Anthology development and API

Information on how to programmatically access Anthology data


September 26, 2025

Data organization

All the data in the ACL Anthology is stored under the data directory in our Github repository. In the xml directory are the files that contain all the Anthology metadata, in a format described below. The yaml directory contains various other important information relating to authors and venues.

Python API

In addition, we have a Python API that defines objects for papers, authors, volumes, and so on. This can be installed via pip from PyPI or built from source. For more information on that, please see our extensive developer documentation.

In addition to the documentation, there are many examples of using the module in the scripts our bin directory. The create_hugo_yaml.py, for example, demonstrates how we generate YAML data structures to build our static site.

Authoritative XML format

The Anthology site is generated from an authoritative XML file format containing information about volumes, paper titles, and authors. This data is stored in the official repository on Github. Here is a fragment of a complete XML file (P18.xml), to give you the idea. The full file contains much more information.

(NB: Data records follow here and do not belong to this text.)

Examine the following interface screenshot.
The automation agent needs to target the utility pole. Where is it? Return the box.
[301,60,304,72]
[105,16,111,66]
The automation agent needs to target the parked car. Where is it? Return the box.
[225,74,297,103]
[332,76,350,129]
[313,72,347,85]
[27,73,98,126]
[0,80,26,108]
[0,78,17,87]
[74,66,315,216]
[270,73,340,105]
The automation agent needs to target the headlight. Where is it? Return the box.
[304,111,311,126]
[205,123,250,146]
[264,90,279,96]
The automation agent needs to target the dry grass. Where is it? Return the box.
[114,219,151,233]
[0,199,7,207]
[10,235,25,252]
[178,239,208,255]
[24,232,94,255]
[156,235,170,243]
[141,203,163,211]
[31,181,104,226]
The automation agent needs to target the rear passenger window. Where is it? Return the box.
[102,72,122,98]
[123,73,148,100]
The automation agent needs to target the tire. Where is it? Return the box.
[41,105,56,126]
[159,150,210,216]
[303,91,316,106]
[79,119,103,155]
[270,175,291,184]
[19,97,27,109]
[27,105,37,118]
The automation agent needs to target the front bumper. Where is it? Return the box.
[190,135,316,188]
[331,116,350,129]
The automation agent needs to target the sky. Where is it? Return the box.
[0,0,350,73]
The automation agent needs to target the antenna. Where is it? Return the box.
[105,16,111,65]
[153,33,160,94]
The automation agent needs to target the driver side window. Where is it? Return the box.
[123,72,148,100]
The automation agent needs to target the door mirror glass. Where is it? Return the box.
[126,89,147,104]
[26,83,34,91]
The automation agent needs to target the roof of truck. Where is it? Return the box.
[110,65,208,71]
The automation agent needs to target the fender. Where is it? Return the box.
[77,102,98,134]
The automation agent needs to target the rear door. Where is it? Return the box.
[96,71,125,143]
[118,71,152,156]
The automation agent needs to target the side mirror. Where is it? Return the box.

<?xml version="1.0" encoding="UTF-8" ?>
<collection id="P18">
  <volume id="3">
    <meta>
      <booktitle>Proceedings of <fixed-case>ACL</fixed-case> 2018, Student Research Workshop</booktitle>
      <editor><first>Vered</first><last>Shwartz</last></editor>
      <url>P18-3</url>
    </meta>
    <frontmatter>
      <url>P18-3000</url>
      <!-- ... -->
    </frontmatter>
    <paper id="1">
      <title>Towards Opinion Summarization of Customer Reviews</title>
      <author><first>Samuel</first><last>Pecar</last></author>
      <url>P18-3001</url>
      <!-- ... -->
    </paper>
    <paper id="2">
      <title>Sampling Informative Training Data for <fixed-case>RNN</fixed-case> Language Models</title>
      <author><first>Jared</first><last>Fernandez</last></author>
      <author><first>Doug</first><last>Downey</last></author>
      <url>P18-3002</url>
      <!-- ... -->
    </paper>
    <paper id="3">
      <title>Learning-based Composite Metrics for Improved Caption Evaluation</title>
      <author><first>Naeha</first><last>Sharif</last></author>
      <author><first>Lyndon</first><last>White</last></author>
      <author><first>Mohammed</first><last>Bennamoun</last></author>
      <author><first>Syed Afaq</first><last>Ali Shah</last></author>
      <url>P18-3003</url>
      <!-- ... -->
    </paper>
    <!-- ...  -->
  </volume>
</collection>

Our scripts use the lxml.de library to parse the XML. You can see examples of parsing and accessing the XML directly in add_revision.py and ingest.py.